Penanganan cepat tersebut dimaksud untuk menyelamatkan jembatan rangka baja di jalan nasional yang kini bagian abutmen dikikis erosi Krueng Woyla.

Kondisi badan jalan saat ini sebagian telah amblas akibat erosi Krueng Woyla yang menyebabkan sebagian bangunan kini telah ambruk seperti sipal pengaman tebing sungai karena derasnya terjangan banjir.

Pengguna jalan harus ekstra hati-hati saat melintas di daerah tersebut akibat badan jalan yang terkikis erosi dan sangat mengkhawatirkan.

Sementara pada Selasa (14/11/2023), Wakil Ketua II DPRK H. Kamruddin meninjau langsung kondisi badan jalan nasional yang sudah rusak tersebut bersama PPK dari Balai Jalan Nasional Aceh, Nana Susana serta Kasat Lantas Polres Aceh Barat Iptu Mardiansyah yang mengawasi keamanan para pengguna jalan di daerah tersebut.

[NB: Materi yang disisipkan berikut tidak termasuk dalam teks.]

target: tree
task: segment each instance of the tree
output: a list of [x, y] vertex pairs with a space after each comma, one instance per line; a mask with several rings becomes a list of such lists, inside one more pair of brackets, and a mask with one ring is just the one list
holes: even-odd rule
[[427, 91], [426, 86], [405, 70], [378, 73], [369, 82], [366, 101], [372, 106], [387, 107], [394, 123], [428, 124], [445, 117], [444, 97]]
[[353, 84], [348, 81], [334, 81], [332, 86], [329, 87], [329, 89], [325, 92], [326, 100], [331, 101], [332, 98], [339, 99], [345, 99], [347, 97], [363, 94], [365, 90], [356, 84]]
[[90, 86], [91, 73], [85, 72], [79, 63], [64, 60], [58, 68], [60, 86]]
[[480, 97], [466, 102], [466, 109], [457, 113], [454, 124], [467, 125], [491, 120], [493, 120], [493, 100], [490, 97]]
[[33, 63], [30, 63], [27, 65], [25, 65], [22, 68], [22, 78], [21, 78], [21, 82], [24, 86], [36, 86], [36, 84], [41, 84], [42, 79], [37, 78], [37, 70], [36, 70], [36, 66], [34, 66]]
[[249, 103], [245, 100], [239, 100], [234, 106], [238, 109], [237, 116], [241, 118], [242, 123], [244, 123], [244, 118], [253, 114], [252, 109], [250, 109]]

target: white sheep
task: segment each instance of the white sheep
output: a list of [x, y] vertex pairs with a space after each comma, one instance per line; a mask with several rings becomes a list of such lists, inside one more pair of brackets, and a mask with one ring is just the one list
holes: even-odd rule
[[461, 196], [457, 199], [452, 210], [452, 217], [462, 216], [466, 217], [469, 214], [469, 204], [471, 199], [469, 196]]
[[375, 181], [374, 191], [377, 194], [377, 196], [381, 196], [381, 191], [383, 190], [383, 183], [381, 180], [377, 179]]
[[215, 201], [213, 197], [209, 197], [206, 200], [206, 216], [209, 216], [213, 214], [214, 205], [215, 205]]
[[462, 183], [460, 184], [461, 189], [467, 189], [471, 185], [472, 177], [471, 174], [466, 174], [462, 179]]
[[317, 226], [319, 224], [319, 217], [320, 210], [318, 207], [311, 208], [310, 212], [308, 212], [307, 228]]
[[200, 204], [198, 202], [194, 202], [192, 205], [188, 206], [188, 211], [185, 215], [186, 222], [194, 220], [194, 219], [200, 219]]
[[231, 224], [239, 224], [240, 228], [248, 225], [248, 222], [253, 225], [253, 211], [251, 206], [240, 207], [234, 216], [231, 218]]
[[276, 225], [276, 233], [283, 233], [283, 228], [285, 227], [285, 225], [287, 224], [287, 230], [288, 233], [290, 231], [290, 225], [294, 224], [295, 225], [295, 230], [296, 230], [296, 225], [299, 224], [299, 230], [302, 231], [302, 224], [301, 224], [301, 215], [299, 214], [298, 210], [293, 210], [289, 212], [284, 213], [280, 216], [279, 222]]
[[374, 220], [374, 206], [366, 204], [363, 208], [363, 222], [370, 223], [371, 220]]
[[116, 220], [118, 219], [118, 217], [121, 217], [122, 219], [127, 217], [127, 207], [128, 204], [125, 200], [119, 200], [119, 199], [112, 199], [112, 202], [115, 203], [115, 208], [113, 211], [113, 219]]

“Pentingnya penyelamatan segera jembatan Peuribu dari ancaman banjir dengan menangani badan jalan yang sudah amblas, sehingga akses barat selatan itu dalam kondisi darurat,” ungkap H. Kamruddin  kepada media, Selasa (14/11/2023) saat meninjau lokasi.

Disebutkan, jika jembatan tersebut ambruk, maka akan mengganggu akses lintas Meulaboh-Banda Aceh di Pantai Barat Selatan Aceh.

Ia juga meminta Pj . Bupati Aceh Barat, Drs Mahdi Efendi atau dinas terkait guna mempercepat pembuatan administrasi yang diperlukan guna melaporkan masalah tersebut untuk segera ditangani.

“Kita mendesak Gubernur Aceh untuk untuk mendorong percepatan penanganan kepada Balai Jalan Nasional untuk mencegah ambruknya Jembatan Pribu,” harap H. Kamruddin .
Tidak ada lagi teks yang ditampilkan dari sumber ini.